En el año 1955, un escritor católico muy conocido, Papini, suscitó un
gran revuelo con su libro El Diablo. Él constata que la interpretación de las palabras del «fuego eterno» de san Mateo 25, 41, ha sido dada demasiado a la ligera y ha sido creída muy fácilmente.
Papini lo justifica como sigue: «En realidad la palabra "aiónios" tiene
el significado de "siempre", o sea de algo duradero dentro del tiempo».

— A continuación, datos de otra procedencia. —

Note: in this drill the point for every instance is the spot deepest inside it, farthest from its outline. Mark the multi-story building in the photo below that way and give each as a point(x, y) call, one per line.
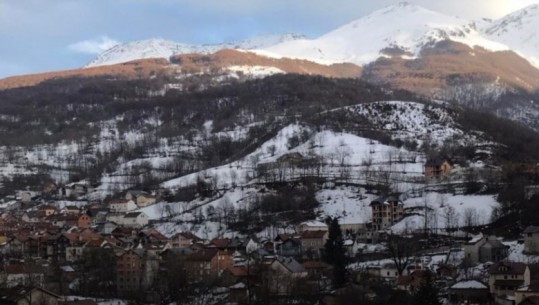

De esto se puede deducir que aquí la palabra se refiere -y esto se ve
confirmado por otra interpretación más antigua- a la duración de la vida del
hombre, pero en ningún caso es una aceptación en sentido absoluto y metafísico de la eternidad, es decir, de una eternidad que per definitionem es
sin tiempo. «El fuego, por consiguiente, arderá mientras exista lo que san
Pablo llama "la figura de este mundo", es decir, el fuego arderá mientras
exista la realidad presente.» «El infierno tiene una duración perpetua, pero
en el sentido estrictamente temporal-terrenal, o sea en un plano inferior y
que es muy distinto de la eternidad.»
Hay que fijarse hasta qué punto la interpretación de Giovanni Papini
coincide con las palabras de Jakob Lorber, lo que se ve en las citas de la
Nueva Revelación que siguen.
Numerosos teólogos protestantes de nuestro tiempo aceptan la doctrina
de la apocatástasis, entre ellos P. Althaus, E. Brunner, Karl Barth (KD 1).
La Nueva Revelación enseña que el núcleo del mensaje de Jesús es el
anuncio del amor infinito de Dios hacia sus creaturas y que Él es misericordioso con el hombre también en el Más Allá, incluso en el infierno, con
tal de que el condenado reconozca su maldad y demuestre la intención de
mejorar. Esta doctrina auténtica prevalecerá sobre aquella tan cruel de la
Institución que se ha apartado del espíritu del Evangelio.